A escolha de Sérgio Moro foi uma ponte para cima com a classe média
tradicional que também odeia os pobres, inveja os ricos, e se imagina
moralmente perfeita porque se escandaliza com a corrupção seletiva dos
tolos. Mas apesar de socialmente conservadora, ela não se identifica com
a moralidade rígida nos costumes dos Bolsonaristas de raiz que estão
mais perto dos pobres. Paulo Guedes, por sua vez, é o lacaio dos ricos
que fica com o quinhão destinado a todos aqueles que sujam a mão de
sangue para aumentar a riqueza dos já poderosos.
Os 100 dias de Bolsonaro mostram que a convivência desses aliados de
ocasião não é fácil. A elite não quer o barulho e a baixaria de
Bolsonaro e sua claque que só prejudicam os negócios. Também a classe
média tradicional se envergonha crescentemente do "capitão pateta". Ao
mesmo tempo sem barulho nem baixaria Bolsonaro não existe. Bolsonaro "é"
a baixaria. Sérgio Moro, tão tolo, superficial e narcísico como a
classe que representa, é queimado em fogo brando já que o Estado
policial que almeja, para matar pobres e controlar seletivamente a
política, em favor dos interesses corporativos do aparelho
jurídico-policial do Estado, não interessa de verdade nem a elite nem a
seus políticos. Sem a mídia a blindá-lo, Sérgio Moro é um fantoche
patético em busca de uma voz.
O resumo da ópera mostra a dificuldade de se dominar uma sociedade
marginalizando, ainda que em graus variáveis, cerca de 80% dela.
Bolsonaro e sua penetração na banda podre das classes populares foi útil
para vencer o PT. Mas ele é tão grotesco, asqueroso e primitivo que
governar com ele é literalmente impossível. A idiotice dele e de sua
claque no governo é literal no sentido da patologia que o termo define.

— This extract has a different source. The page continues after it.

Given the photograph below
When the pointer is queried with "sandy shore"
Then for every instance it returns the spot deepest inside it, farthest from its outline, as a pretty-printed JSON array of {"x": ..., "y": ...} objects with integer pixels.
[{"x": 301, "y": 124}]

Eles vivem em um mundo á parte, comandado pelo anti-intelectualismo
militante, o qual não envolve apenas uma percepção distorcida do mundo. O
idiota é também levado a agir segundo pulsões e afetos que não
respeitam o controle da realidade externa. Um idiota de verdade no
comando da nação é um preço muito alto até para uma elite e uma classe
média sem compromisso com a população nem com a sociedade como um todo.
Esse é o dilema dos 100 dias do idiota Jair Bolsonaro no poder.